History - nose tags, billboard advertising
There was outdoor advertising over 5000 years ago on obelisks hieroglyphs as signposts for travelers; Almost 2500 years ago Egyptian traders chiselled sales messages in stone and set them up on streets (cf. Groucutt et al., p. 339).
Other historical forms of outdoor advertising are nose signs and poster advertising (see also: wooden letters ). In 1855, Ernst Litfaß from Berlin posted messages on a column for the first time, creating a kind of "newspaper for the street". Fritz Stahl complained in his article “Deutsche Plakate” from 1898: “In all countries except Germany, huge areas are available, and the colossal size of the poster alone can make an impression. […] The advertising pillars have a limited space, and the rounding also makes the effect more difficult. ”In addition to the advertising pillars that still exist today, large-format posters in particular have established themselves since the 1950s .

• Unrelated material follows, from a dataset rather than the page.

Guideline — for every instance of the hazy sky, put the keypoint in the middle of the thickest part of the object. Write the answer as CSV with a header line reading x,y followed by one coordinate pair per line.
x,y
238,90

In modern versions, the posters are hung in showcases and backlit at night. The so-called mega-lights or city-light posters are partly equipped with a change mechanism that changes the posters at adjustable intervals.
There are different formats for the different advertising media. Large-format posters are in the 18/1 sheet format with a size of 3.56 m × 2.52 m. Posters of different sizes are placed on advertising pillars with mixed advertising, usually no smaller than 1/1 sheet format in the size of 59 cm × 84 cm ( DIN A1 ). Larger posters up to a sheet format of 8/1 sheets are also stuck on advertising pillars for general posting.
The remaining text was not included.